My grandmother, Lorine Moffett Barnes, was 83 years old when she died last week in a Floresville, Texas nursing home. When one is confronted by the death of a relative, acquaintances invariably offer condolences and lamentations of sorrow, whether they knew the deceased or not. I thank you all in advance for your notes of condolence. Now please grant me the indulgence of sharing her memory with you.
Grandma was the strongest female figure I have ever known. A rancher’s housewife, she could bake biscuits, a peach pie and cut a watermelon up for us grandkids in seconds flat. Her sweet iced-tea still makes my mouth water and my pancreas hurt when I think about it. She lived in an un-airconditioned farmhouse in South Texas cooking and sewing all day for the family. She’d go outside and chop a rattlesnake the dogs were tormenting in half with a hoe. She’d shoo cows out of the garden and take on the bull, who always stood down from her menacing gaze. She made quilts and crocheted pot holders and booties. Her laugh was raw and loud and almost up until she died she drove herself all around Texas, independent to the end.

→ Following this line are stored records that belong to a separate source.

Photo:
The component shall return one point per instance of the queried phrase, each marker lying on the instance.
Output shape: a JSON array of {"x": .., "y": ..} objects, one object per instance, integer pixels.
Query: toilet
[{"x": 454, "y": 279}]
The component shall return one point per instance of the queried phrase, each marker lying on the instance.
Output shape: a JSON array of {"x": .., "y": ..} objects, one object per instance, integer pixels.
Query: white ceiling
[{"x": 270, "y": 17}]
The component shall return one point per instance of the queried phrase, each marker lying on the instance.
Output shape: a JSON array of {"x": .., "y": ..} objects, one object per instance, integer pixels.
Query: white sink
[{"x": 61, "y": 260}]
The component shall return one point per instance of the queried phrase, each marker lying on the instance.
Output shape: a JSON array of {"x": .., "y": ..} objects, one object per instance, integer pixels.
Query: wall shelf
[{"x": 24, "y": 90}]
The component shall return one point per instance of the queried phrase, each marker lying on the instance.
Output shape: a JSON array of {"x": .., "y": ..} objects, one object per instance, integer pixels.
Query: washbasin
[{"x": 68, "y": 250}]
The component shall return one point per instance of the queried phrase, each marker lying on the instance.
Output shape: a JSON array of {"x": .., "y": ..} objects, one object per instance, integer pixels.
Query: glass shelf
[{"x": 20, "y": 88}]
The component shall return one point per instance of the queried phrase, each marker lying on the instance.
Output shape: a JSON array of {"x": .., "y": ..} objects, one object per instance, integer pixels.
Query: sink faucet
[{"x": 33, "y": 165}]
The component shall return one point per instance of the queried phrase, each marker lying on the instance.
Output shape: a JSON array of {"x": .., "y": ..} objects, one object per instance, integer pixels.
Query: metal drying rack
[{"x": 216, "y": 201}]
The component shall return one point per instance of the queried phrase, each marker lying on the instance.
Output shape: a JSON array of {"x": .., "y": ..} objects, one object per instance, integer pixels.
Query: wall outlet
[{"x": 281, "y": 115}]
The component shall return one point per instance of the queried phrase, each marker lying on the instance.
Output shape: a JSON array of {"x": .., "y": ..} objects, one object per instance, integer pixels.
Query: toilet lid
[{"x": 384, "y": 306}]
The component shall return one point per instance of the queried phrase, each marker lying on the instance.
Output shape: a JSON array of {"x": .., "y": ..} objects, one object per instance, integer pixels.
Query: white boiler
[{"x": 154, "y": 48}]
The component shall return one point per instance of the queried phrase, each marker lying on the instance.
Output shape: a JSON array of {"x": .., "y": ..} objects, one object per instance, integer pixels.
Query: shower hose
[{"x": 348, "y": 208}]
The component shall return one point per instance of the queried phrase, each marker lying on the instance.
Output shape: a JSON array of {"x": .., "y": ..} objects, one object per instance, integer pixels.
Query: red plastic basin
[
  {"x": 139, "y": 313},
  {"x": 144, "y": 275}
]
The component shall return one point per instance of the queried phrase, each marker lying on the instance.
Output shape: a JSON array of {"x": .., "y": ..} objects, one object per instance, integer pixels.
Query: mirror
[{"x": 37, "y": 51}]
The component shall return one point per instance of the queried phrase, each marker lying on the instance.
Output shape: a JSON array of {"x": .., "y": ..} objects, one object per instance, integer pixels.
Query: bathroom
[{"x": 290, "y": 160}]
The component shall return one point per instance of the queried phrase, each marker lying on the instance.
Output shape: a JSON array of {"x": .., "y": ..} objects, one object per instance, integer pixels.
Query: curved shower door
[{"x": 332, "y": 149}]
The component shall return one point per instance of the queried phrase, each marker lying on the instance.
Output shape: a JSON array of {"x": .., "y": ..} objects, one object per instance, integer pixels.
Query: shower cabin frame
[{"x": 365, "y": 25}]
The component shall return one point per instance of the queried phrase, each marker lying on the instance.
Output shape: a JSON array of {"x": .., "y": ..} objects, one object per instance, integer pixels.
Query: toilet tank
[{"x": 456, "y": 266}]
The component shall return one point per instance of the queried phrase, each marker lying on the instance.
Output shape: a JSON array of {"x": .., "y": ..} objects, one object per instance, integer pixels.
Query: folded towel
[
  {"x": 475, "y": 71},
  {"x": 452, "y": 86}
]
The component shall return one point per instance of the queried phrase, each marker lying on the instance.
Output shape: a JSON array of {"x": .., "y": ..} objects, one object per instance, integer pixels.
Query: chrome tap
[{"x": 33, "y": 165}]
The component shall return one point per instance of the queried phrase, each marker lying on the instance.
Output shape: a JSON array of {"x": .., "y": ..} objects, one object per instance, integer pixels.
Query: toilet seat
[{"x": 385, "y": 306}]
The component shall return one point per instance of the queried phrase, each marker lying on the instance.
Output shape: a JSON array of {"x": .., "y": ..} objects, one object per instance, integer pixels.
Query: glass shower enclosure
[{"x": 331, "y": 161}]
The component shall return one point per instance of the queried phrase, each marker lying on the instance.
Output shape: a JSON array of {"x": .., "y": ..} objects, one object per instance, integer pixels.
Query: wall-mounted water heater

I had one day’s notice before flying down to San Antonio for the funeral. I have spent five days amongst those grieving relatives not seen since the last funeral; uncles, aunts, cousins, second cousins, first cousins once removed, great aunts, great uncles and cousins with numbers too difficult to track without a diagram. While waiting for the funeral, the closest blood relatives gathered at her home and perused the assorted knickknacks, paintings, clothes, family quilts, jewelry and objets d’art acquired over the course of a lifetime. Since my grandmother was the last survivor of her generation, these items were dispersed among her two sons, five grandkids and 11 great grandchildren. Being the Barnes family genealogist, I got some bibles, photos and historical documents. Our family will miss her and I will do my best to honor her and her place on the family tree.